¡Remángate!

Colombia es el único país en América Latina donde aún se siembran minas antipersonas y el tercero más minado después de Afganistán y Camboya.

En promedio se presentan dos víctimas diarias, de las cuales el 40% son civiles y de ellos la mitad son menores, quienes el 46% de las veces las accionan al confundirlas con juguetes. Sólo entre enero y febrero de este año, 60 personas han resultado mutiladas y 10 han fallecido. El agregado de lesionados de las últimas dos décadas asciende a 7.132 y a 1.930 el número de muertos. Es decir, 1.930 familias han tenido que vivir la pérdida irreparable de un padre, una madre, un hijo, mientras 7.132 personas han tenido que aprender a vivir con un cambio abrupto en su sexualidad, en sus capacidades, en su futuro. Los efectos colectivos de tal destrozo son igualmente fuertes: comunidades enteras deben limitar su movilidad y sus formas productivas a los lugares que consideran son seguros, o deben huir dejándolo todo.


Buena parte del desplazamiento forzado en el país es explicado por el riesgo de minas antipersonas en 31 de los 32 departamentos, concentrado, además, el 92% de las veces en los campos. A esto se suman el desempleo y la deserción escolar, sin mencionar el malestar social que genera haber sufrido en cuerpo propio una guerra que no se ha elegido. De hecho, las secuelas físicas y sicológicas de las minas antipersonas son tan fuertes que familias enteras se destrozan y las víctimas, en muchos de los casos, llegan incluso a contemplar el suicidio: “Un día intenté tirarme al río porque ya no me sentía capaz de hacer las cosas… en eso llegaron mis hijos y me detuvieron”, cuenta una mujer de San Vicente de Chucurí, departamento de Santander, quien ahora vive de trabajos ocasionales y de la caridad pública. Éste es el tercer departamento con mayor riesgo de minas; lo superan sólo Bolívar y Antioquia, este último con un cuarto de sus municipios comprometidos.

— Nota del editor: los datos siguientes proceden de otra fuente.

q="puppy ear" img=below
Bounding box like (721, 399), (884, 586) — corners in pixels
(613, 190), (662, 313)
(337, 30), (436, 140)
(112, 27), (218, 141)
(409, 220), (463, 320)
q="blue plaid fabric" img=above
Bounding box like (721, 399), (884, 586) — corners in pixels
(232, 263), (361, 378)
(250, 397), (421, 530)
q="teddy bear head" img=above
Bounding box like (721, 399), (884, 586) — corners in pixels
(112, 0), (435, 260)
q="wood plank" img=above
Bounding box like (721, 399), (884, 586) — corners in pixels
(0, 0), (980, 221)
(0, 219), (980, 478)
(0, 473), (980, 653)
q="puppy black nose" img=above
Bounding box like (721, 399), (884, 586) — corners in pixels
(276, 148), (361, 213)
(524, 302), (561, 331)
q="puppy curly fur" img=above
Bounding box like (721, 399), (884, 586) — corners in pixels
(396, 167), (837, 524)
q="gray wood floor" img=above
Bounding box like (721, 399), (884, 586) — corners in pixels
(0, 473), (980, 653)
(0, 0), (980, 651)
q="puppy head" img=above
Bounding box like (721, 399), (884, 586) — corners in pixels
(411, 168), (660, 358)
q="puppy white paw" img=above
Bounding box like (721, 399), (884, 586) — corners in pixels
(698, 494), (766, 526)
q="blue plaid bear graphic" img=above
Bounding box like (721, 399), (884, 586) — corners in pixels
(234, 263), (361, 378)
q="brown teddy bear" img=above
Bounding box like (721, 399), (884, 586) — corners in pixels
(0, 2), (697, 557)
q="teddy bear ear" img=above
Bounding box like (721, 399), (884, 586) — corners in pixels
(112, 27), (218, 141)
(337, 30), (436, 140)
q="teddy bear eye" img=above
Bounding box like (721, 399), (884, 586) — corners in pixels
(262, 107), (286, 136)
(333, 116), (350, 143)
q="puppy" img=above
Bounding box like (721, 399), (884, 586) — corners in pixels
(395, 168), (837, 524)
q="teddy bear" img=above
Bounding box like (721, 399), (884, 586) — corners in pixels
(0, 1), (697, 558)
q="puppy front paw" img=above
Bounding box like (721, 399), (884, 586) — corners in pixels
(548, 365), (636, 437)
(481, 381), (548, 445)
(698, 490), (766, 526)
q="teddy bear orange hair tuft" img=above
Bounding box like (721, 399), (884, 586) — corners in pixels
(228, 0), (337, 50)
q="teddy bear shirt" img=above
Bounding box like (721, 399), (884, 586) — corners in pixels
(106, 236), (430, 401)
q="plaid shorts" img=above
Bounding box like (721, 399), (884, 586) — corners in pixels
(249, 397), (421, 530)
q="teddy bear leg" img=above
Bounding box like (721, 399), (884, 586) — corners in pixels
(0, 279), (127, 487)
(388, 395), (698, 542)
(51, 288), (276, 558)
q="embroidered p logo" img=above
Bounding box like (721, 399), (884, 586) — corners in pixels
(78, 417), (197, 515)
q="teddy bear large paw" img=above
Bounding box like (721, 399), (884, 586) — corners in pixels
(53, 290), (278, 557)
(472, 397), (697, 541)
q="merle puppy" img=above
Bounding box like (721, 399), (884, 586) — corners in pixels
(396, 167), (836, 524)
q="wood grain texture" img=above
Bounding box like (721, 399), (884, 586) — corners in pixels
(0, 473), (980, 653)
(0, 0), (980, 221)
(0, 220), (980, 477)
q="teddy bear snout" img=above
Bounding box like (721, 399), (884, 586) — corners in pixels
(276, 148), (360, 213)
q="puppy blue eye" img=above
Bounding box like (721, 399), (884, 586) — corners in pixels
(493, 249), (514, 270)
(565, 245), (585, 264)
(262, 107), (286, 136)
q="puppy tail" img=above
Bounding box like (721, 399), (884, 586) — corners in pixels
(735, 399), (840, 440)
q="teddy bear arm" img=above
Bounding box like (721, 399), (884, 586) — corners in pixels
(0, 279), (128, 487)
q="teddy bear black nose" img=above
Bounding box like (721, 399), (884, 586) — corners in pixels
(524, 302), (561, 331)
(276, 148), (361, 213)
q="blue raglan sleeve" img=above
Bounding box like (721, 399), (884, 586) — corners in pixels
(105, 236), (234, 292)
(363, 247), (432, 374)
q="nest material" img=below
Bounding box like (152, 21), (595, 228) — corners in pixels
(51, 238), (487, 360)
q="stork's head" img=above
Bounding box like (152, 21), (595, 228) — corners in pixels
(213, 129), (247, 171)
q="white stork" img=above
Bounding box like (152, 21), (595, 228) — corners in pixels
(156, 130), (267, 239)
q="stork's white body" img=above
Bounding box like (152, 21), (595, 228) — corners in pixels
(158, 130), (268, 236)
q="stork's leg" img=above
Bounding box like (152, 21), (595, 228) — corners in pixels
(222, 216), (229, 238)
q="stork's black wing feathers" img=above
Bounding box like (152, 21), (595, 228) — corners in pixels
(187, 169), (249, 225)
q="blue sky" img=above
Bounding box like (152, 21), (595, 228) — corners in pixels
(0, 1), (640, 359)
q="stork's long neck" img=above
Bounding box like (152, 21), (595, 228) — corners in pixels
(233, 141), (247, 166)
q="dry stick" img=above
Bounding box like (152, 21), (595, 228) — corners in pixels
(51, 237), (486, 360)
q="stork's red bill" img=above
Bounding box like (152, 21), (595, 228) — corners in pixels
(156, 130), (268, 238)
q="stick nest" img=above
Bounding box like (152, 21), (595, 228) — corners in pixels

Todas estas aterradoras cifras son, sin embargo, parciales, pues, por un lado, el sistema nacional de salud cuenta con un registro de información precario, al punto de que algunos expertos incluso hablan de que el número de víctimas es el doble del que conocemos. Por el otro lado, dadas la rapidez e irregularidad con que son plantadas las minas, es muy difícil establecer qué territorios representan riesgos. En especial, porque los explosivos más populares entre los grupos al margen de la ley, las conocidas minas quiebrapatas, están compuestas por materiales de fácil adquisición y son de básica elaboración. Además, se ha encontrado que minas estilo sombrero chino, cajón o costal, que en principio son sólo direccionadas, han sido ajustadas para responder a mecanismos de presión haciéndolas también antipersonas.


En su momento Indumil fabricó las minas MAP, de una vida útil de 50 años, que fueron utilizadas por las FF.MM. para proteger los fuertes. El Ejército asegura haber colocado este tipo de artefactos únicamente a una distancia máxima de 40 metros de las instalaciones militares. No obstante, desde 1999 entró en vigencia un tratado de la ONU firmado dos años antes para suspender la fabricación de las bombas antipersonas y buscar su eliminación. Desde entonces, es decir, desde hace dos décadas, se han comenzado varios programas para desminar los campos y hoy, aprovechando el Día Internacional para la Sensibilización contra las Minas Antipersonas, se ha lanzado una gigantesca campaña en la que, además de visitar las varias exposiciones artísticas, se les pedirá a todos los ciudadanos que se remanguen una bota de su pantalón. Un gesto meramente simbólico, sin duda, pero el mínimo reconocimiento que les debemos a las víctimas y el mínimo reproche a los violentos. La guerra no la hemos sufrido todos por igual. Remángate.